Higher Insulin Resistance Predicts Incident T2D, CKD

The study covered in this summary was published on Research Square as a preprint and has not yet been peer reviewed.

Key Takeaways

  • High insulin resistance (IR) (defined as people whose homeostasis model assessment for insulin resistance [HOMA-IR] level put them in the top tertile for the study cohort) was a significant, independent predictor of incident type 2 diabetes and chronic kidney disease (CKD) in a large, community-based cohort of people residing in Korea who were younger than 65 years old.

  • High HOMA-IR was not significantly associated with an elevated rate of incident macrovascular disease, including coronary artery disease, myocardial infarction, or ischemic stroke.

Why This Matters

  • Better prevention of incident diabetes in its early, reversible phase depends on identifying people who are at high risk of diabetes and its complications.

  • Findings from prior studies left unclear whether insulin resistance is a complication and consequence of diabetes or a risk factor for development of diabetes.

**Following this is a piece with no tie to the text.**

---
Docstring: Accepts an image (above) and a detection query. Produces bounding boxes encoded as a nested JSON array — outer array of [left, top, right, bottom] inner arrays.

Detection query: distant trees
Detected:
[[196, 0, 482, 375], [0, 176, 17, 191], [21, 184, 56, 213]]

  • The findings suggest that assessment of IR based on a person’s HOMA-IR level could identify healthy, middle-aged people at risk for developing type 2 diabetes.

Study Design

  • Researchers analyzed prospectively collected data during a median 9.9 years’ follow-up from 4314 adults living in either of two cities in South Korea who were 40–65 years old and free of diabetes when enrolled in the Korean Health and Genome Study during June 2001 to January 2003.

  • Researchers subdivided the participants into three tertiles by their baseline HOMA-IR levels: 1822 were in the low subgroup, 1248 were classified with moderate levels, and 1244 had a high level.

Key Results

  • The mean age of the participants was 51, and about half were men.

  • The mean values of HOMA-IR were 1.09 in the lowest tertile, 1.61 in the moderate tertile, and 2.53 in the high tertile.

  • During follow-up, 168 participants received a diagnosis of incident type 2 diabetes, and 425 participants developed incident CKD.

  • The rates of incident type 2 diabetes and incident CKD were 6.8% and 12.2%, respectively, among people in the highest HOMA-IR tertile, significantly more than in the low and moderate tertiles for both outcomes, but the rate of new macrovascular disease was similar in the three HOMA-IR tertiles, with rates that ranged from 1.7% to 2.7%.

  • In an analysis that adjusted for 15 potential confounders, people in the tertile with the highest HOMA-IR had a significant 2.07-fold increased rate of type 2 diabetes and a significant 42% relative increase in the rate of incident CKD compared with people in the lowest HOMA-IR tertile. People in the moderate tertile had rates that were not significantly different from the lowest tertile.

Limitations

  • The authors assessed IR with HOMA-IR and not with the established standard assessment that uses a hyperinsulinemia-euglycemic glucose clamp.

  • The authors obtained clinical data with standardized questionnaires administered by trained interviewers.

  • The study lacked data about certain types of microvascular events such as retinopathy and lacked medication data.

Disclosures

  • The study did not receive commercial funding.

  • None of the authors had disclosures.

This is a summary of a preprint research study, “Insulin Resistance Measured by High Homeostasis Model Assessment (HOMA) as a Predictor for New Onset Diabetes Mellitus and Diabetic Complications in Non-diabetic Adults: A KoGES Prospective Cohort Study,” written by researchers from three institutions in South Korea, published on Research Square, and provided to you by Medscape. This study has not yet been peer reviewed. The full text of the study can be found on researchsquare.com.